The Kawasaki KAT-1 is a Japanese primary trainer, seating two in tandem, designed to compete for a Japanese Air Defense Force (JADF) contract in the mid-1950s. Only two were completed.

==Design and development==
The KAT-1 was designed as a primary trainer for the JADF in competition with the Fuji-built, US designed Beech Model 45 Mentor. It has a good deal in common with its Kawasaki contemporary, the KAL-2 both in layout and shared components. The major difference between the two types is capacity and accommodation; the KAL-2 seats up to five in two rows in a broad cabin whereas the KAT-1 has two seats in tandem, under lower and narrower glazing.

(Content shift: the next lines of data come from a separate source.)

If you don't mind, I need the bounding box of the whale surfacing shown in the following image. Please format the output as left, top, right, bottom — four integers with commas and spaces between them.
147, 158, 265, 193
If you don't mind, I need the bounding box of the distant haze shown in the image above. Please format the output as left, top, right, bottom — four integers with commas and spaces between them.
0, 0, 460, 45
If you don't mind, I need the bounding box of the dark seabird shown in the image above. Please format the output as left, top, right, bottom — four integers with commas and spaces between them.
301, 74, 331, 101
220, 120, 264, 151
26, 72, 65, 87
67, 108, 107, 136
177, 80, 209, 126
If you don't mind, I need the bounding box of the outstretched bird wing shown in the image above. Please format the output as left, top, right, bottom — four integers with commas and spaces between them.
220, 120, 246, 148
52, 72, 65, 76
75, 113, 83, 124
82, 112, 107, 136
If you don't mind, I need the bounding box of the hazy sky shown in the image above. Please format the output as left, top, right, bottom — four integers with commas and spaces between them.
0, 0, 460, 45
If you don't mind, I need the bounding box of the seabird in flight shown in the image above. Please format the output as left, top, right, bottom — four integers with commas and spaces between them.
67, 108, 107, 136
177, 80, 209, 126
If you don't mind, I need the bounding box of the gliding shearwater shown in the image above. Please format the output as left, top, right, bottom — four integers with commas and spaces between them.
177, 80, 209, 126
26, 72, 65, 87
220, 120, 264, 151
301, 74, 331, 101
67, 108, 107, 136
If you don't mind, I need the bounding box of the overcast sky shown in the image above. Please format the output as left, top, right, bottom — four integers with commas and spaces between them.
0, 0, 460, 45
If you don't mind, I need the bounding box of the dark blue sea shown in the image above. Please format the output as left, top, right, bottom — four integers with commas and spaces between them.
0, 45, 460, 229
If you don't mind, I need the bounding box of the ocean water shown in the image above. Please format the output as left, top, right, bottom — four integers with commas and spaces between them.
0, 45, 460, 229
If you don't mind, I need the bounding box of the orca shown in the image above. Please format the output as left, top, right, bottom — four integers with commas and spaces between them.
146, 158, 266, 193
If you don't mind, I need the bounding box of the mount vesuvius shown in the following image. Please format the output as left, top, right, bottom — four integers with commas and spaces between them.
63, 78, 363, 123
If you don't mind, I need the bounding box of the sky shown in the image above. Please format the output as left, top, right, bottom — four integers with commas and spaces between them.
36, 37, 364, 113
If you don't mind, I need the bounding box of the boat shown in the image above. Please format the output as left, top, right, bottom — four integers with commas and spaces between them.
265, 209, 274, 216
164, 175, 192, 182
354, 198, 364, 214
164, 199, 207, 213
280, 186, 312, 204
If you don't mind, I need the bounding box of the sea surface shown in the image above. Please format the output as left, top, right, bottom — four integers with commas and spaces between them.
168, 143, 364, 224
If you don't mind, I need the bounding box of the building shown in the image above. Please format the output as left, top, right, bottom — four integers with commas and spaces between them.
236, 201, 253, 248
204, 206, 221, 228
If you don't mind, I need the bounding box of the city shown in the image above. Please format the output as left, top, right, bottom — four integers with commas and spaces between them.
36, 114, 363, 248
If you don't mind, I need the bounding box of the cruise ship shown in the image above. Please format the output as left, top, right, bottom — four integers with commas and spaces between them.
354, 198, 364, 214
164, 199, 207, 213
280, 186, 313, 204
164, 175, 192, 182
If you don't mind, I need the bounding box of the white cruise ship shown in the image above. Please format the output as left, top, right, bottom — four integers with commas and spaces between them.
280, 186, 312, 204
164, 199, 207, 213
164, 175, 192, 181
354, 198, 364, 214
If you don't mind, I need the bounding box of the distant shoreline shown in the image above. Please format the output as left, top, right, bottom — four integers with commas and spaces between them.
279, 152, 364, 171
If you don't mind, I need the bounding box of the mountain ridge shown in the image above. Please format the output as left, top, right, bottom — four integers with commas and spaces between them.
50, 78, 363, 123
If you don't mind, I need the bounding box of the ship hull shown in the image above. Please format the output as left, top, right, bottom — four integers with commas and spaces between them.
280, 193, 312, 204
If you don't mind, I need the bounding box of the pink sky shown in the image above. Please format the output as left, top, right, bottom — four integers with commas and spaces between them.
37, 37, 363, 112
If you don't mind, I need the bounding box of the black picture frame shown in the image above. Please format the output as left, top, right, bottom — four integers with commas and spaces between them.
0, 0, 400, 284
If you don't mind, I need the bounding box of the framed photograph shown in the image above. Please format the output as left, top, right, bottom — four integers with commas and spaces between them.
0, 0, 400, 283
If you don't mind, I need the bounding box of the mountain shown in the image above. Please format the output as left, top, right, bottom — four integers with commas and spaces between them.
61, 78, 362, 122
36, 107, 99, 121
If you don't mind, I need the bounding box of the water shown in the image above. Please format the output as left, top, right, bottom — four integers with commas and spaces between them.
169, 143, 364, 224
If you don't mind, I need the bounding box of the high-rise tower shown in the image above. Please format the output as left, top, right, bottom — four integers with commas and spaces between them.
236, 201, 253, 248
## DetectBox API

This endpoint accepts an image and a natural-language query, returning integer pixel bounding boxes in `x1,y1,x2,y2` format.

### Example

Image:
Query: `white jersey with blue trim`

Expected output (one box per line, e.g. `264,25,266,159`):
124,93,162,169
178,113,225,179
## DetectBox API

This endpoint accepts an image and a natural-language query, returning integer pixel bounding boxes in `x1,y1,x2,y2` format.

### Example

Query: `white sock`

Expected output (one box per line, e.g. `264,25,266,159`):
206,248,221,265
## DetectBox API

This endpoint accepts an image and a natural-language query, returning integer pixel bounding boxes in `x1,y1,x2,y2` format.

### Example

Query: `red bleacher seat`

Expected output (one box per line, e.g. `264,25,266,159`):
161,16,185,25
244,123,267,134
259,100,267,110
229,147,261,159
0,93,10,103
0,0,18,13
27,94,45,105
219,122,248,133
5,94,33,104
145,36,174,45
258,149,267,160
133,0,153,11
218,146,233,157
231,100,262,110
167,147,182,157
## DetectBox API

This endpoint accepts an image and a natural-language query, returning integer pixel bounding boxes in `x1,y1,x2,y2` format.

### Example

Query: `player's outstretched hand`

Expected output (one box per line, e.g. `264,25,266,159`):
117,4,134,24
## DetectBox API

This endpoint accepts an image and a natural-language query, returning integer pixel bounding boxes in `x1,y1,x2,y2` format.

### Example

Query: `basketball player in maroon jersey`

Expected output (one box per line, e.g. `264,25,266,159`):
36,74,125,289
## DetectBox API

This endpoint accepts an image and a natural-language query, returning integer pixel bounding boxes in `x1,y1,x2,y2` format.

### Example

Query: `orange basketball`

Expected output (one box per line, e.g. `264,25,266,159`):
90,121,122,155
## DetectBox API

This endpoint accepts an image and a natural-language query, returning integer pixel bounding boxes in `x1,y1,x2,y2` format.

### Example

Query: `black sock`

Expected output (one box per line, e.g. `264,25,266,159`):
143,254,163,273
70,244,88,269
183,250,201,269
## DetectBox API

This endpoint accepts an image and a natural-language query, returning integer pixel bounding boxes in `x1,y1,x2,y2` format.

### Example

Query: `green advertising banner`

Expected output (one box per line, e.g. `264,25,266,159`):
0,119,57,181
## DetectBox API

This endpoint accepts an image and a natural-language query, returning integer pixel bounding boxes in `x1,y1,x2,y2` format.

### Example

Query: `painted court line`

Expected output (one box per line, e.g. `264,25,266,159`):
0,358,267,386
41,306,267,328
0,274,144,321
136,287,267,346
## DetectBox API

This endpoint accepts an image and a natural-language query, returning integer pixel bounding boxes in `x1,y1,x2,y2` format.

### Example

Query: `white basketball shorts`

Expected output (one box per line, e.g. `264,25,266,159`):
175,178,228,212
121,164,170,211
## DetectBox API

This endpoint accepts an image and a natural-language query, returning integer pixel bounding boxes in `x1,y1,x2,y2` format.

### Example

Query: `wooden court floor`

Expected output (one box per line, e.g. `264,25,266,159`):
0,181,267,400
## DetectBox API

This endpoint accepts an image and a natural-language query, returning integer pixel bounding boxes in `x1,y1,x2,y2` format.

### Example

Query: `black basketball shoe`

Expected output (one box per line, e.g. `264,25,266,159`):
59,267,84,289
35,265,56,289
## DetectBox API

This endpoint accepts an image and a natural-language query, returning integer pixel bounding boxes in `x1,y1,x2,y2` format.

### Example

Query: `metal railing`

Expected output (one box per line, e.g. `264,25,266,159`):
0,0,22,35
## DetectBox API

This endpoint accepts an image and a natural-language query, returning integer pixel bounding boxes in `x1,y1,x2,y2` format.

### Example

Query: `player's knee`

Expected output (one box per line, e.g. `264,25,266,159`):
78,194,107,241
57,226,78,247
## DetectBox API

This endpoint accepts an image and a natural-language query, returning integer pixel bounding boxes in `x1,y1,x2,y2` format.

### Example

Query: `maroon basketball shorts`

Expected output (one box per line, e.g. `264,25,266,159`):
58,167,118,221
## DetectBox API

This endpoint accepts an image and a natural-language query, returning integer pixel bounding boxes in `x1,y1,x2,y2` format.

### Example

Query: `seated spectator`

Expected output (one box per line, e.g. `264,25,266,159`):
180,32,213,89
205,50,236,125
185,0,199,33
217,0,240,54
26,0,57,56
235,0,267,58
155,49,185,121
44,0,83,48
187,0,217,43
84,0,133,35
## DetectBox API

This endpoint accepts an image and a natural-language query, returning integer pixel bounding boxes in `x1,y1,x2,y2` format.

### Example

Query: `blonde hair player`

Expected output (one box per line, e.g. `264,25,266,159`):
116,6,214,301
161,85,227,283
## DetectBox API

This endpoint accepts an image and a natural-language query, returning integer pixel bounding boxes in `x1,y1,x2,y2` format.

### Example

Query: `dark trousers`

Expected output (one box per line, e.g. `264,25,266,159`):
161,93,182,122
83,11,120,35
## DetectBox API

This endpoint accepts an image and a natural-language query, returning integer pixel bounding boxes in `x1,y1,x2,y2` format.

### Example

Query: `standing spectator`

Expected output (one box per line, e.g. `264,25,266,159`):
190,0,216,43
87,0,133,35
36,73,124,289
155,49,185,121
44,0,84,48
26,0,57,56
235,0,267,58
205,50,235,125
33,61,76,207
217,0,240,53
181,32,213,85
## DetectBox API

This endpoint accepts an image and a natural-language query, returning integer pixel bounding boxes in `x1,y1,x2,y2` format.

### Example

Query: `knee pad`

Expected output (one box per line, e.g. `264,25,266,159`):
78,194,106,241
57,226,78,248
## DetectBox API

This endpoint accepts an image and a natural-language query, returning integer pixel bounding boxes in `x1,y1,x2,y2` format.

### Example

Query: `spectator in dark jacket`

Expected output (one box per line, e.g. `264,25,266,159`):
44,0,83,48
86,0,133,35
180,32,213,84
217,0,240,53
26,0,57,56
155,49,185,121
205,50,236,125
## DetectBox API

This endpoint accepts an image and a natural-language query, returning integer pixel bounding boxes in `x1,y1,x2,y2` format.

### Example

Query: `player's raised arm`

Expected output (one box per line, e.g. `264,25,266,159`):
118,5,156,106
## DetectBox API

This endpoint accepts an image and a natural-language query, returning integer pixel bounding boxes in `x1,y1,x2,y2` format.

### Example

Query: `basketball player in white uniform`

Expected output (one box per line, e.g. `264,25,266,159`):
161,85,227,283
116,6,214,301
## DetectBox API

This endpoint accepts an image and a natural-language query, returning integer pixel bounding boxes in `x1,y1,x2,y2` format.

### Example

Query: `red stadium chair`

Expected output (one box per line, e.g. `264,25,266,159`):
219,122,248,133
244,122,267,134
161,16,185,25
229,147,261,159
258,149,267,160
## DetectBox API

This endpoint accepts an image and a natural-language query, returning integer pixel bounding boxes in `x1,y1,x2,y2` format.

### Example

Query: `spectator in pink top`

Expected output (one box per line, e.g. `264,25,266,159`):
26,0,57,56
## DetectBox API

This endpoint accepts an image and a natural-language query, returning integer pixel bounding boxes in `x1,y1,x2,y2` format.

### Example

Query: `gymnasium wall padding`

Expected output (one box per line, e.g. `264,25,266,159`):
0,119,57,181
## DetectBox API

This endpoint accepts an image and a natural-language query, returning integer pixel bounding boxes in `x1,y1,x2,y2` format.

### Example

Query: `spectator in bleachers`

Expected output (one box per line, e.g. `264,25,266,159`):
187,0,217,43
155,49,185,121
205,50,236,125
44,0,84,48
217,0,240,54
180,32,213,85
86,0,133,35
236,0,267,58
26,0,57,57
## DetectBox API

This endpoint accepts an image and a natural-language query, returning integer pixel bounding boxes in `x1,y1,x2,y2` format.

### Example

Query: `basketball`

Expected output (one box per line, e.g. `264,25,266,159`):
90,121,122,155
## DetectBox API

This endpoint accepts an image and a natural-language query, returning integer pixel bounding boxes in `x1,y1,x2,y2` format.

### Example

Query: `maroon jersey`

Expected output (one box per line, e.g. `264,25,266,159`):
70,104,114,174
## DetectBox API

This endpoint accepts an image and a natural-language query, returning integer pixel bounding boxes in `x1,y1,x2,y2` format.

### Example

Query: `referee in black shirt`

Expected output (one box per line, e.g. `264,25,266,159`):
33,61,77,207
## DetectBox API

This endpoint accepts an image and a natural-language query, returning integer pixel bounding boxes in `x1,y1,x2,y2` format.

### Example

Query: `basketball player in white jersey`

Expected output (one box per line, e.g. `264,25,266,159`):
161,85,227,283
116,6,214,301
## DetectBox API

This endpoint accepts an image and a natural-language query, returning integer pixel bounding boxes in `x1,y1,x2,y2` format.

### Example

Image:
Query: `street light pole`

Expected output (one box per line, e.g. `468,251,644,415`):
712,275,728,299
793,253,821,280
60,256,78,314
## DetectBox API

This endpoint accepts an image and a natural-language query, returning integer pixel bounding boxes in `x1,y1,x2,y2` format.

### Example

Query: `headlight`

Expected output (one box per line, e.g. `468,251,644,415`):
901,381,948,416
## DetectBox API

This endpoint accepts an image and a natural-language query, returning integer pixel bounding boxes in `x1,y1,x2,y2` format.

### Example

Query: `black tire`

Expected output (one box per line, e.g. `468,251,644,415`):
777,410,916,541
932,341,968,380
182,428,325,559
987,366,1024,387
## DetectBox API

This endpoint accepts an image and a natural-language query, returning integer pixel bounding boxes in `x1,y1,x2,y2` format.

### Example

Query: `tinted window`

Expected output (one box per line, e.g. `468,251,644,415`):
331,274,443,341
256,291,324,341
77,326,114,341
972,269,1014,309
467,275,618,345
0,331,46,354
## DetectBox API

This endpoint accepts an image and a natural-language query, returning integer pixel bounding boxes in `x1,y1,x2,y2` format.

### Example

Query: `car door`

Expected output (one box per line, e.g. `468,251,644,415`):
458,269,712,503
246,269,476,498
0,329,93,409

The KAT-1 is a cantilever low wing monoplane. Its wing is of trapezoidal plan with blunt tips, constructed from two metal spars and stressed aluminium skin. Inboard of the ailerons, which are fabric covered over aluminium alloy frames and mass balanced, there are hydraulically operated split flaps. The horizontal tail, mounted on the top of the fuselage, is also straight tapered with blunt tips but the fin and rudder are more rounded, with a long dorsal fillet reaching forward to the rear of the cockpit glazing. All the rear surfaces have alloy frames and fabric covering. The rudder and elevator are both statically and aerodynamically balanced and carry trim tabs.

The fuselage of the KAT-1 is a stressed skin alloy semi-monocoque, with a 240 hp (179 kW) Lycoming GO-435 flat-six engine installed in the nose, driving a two-blade variable-pitch propeller. Student and instructor occupy tandem cockpits fitted with dual controls under individual sliding sections in the
continuous glazing. The KAT-1 has a retractable tricycle undercarriage with oleo-pneumatic shock absorbers and hydraulic brakes.

==Operational history==
Two prototypes were flown but the Beech Mentor was chosen in preference by the JADF as its primary trainer. The first prototype served with the Japan Ground Self-Defense Force.